En montant dans la carriole, elle l'avait fredonné à nouveau, je suis sûr qu'elle pensait au mariage de sa mère dont la photo trônait sur le buffet Henri II au milieu d' un petit napperon en dentelle, dans un sous-verre biseauté. Quand je l'entendais chanter ces vers, c'était qu'elle passait le sous-verre au chiffon à poussière.

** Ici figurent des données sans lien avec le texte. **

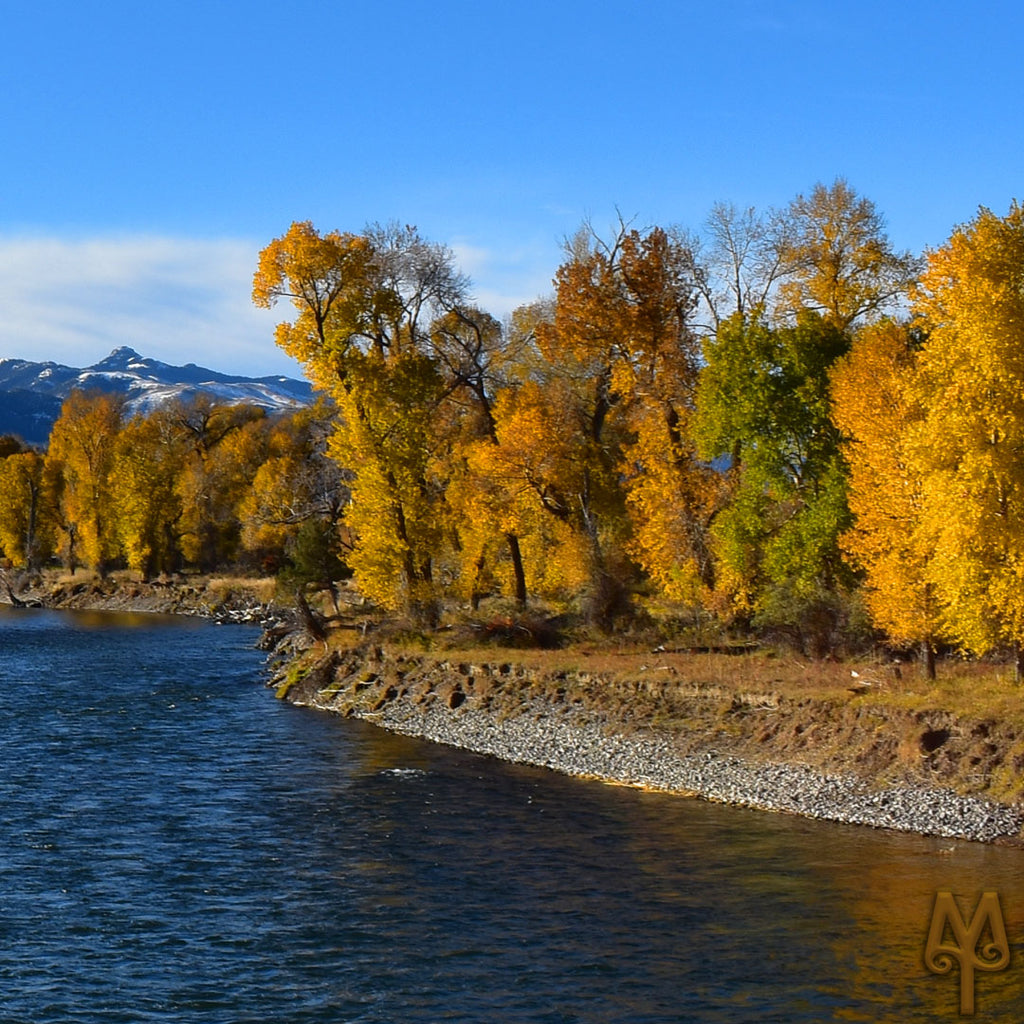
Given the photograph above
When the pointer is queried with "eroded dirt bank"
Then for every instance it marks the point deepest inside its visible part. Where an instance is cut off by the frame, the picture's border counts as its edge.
(853, 759)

«Ça me rappelle le mariage de maman» me dit-elle. «Elle m'a raconté qu'ils y étaient allés en carriole comme aujourd'hui, elle dans sa robe blanche et son chapeau à fleurs blanches, lui engoncé dans son paletot sombre un peu trop petit pour lui, la moustache fière. Ils se sont mariés en 1914, au début de la guerre avant que ton grand-père ne parte pour le front où il a été gazé. Il en est mort en 1921. Tous les chevaux dignes de ce nom avaient été réquisitionnés. Une carriole tirée par la pauvre haridelle du père Maurice les avait emmenés avec les témoins et quelques invités... exactement comme aujourd'hui».

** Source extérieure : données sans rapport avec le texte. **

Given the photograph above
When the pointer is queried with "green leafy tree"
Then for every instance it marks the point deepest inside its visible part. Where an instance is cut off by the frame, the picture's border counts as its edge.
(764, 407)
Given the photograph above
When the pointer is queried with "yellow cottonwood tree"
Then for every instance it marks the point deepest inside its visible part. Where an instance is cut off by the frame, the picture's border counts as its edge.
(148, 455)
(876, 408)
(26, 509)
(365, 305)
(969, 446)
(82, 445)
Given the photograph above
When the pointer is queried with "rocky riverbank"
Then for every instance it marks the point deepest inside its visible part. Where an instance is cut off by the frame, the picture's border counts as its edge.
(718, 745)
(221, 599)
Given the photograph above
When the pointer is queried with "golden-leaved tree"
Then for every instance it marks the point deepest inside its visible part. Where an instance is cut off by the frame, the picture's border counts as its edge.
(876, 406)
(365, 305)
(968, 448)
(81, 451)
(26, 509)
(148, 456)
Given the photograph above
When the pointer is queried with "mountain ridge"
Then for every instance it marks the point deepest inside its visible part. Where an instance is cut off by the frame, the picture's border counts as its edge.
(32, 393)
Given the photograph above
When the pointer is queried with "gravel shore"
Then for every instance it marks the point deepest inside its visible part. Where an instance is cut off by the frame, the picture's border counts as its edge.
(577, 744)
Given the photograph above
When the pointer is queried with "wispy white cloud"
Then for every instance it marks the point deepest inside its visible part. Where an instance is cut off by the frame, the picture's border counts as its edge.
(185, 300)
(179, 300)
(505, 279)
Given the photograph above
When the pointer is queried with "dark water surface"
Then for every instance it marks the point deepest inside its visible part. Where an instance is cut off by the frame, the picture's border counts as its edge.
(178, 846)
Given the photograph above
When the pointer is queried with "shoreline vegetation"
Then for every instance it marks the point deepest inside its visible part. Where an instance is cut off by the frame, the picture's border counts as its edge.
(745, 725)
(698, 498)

»Haridelle, haridelle, est-ce que j'ai une gueule d'haridelle ?». Arrivés à l'église, je jurerais avoir entendu ces mots en passant devant la bête attelée et qui essayait d'attraper ma manche avec ses babines... On n'avait pas prêté attention durant le trajet à sa tête penchée sur le côté et à ses oreilles tournées vers l'arrière, elle écoutait la conversation qui se tenait dans la charrette, et la vigueur dont elle faisait preuve jusqu'alors avait tout à coup faibli. «Haridelle» devait être insultant, elle qui mettait tout son cœur à l'ouvrage.